The plaintiff, Ruben Foster, had been taking an anti-retroviral regimen before his arrest. In his lawsuit, Foster claimed that the jail’s doctor refused to administer those medications. Foster survived despite the lack of medications.
In 2004, an inmate named Frederick Harper filed a handwritten complaint, alleging that a guard had knocked him unconscious while he was handcuffed, the Post reported.
That same year, U.S. District Judge Marvin Shoob took control of the jail away from the sheriff. The department regained control of the jail in 2015, according to the newspaper.
Last month, the Department of Justice opened a civil rights investigation into the jail, citing the death of Thompson as the impetus for the probe.
“Those circumstances were far from isolated,” U.S. Assistant Attorney General for Civil Rights Kristen Clarke said in a statement on July 13. “Following Mr. Thompson’s death, evidence emerged that the mental health unit where he died was infested with insects and that the majority of people living in that unit were malnourished and not receiving basic care.”
Famous bookings, notable inmates
Without a doubt, Trump will be the most famous person booked into the Fulton County Jail. However, other high-profile people have been processed at the facility.
In addition to Trump, others indicted this month include Rudy Giuliani, John Eastman, Mark Meadows, Kenneth Cheseboro, Jenna Ellis, Ray Smith, David Shafer, Sidney Powell, Cathy Latham, Jeffrey Clark, Robert Cheeley, Mike Roman, Shawn Still, Stephen Lee, Harrison Floyd, Trevian Kutti, Scott Hall and Misty Hampton.
According to the jail’s website, record producer Phil Spector was held at the jail on murder charges in 2003.
Wayne Williams, a freelance photographer convicted of two murders in 1982 and linked to 29 other homicides and disappearances in the Atlanta area from 1979 to 1981, was an inmate at the jail’s pretrial detention center from 1982 to 1984. He was transferred to the Georgia Diagnostic and Classification Center on Jan. 31, 1984. Williams was sentenced to life in prison for the deaths of Nathaniel Cater, 27, and Jimmy Ray Payne, 21.

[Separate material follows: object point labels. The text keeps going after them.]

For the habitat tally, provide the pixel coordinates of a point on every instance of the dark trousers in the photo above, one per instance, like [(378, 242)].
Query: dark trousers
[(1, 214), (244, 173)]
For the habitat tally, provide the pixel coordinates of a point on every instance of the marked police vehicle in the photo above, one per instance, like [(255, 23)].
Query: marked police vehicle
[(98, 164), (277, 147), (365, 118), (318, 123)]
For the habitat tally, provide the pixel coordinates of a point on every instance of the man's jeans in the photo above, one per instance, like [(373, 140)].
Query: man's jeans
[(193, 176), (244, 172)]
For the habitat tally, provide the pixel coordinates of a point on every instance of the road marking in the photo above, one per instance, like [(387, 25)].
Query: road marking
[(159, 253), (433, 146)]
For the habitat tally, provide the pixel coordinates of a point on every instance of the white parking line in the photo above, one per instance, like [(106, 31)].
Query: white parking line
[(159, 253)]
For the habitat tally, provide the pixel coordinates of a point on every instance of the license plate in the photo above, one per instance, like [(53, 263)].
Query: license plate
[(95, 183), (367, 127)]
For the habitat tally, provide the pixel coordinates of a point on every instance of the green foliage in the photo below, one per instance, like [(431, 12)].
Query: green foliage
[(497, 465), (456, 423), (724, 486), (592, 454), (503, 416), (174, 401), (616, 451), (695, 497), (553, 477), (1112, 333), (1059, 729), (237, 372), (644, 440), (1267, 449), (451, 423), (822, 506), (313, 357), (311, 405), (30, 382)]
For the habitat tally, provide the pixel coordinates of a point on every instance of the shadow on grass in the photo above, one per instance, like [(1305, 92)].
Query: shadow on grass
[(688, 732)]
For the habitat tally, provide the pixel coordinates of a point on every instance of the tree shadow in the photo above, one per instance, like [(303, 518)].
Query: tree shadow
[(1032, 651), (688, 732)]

Rapper Gucci Mane was booked into the jail on March 26, 2013, for allegedly striking an Army staff sergeant with a bottle at the Harlem Nights club 10 nights earlier. The musician, whose real name is Radric Davis, was sentenced to three years in prison in September 2014.
A month earlier, Davis was sentenced to 39 months in federal prison for illegal possession of a firearm.
Rapper Scarface was arrested in Atlanta on Sept. 9, 2015, moments after receiving a lifetime achievement award at the BET Hip-Hop awards ceremony. The rapper, whose name is Bradley Jordan, was booked into the Fulton County Jail on child support charges.
On Sept. 15, 2016, comedian Micah “Katt” Williams, a Georgia native, was booked into the jail on a charge of criminal damage to property in the second degree.
Information from online newspaper databases was used in compiling this report.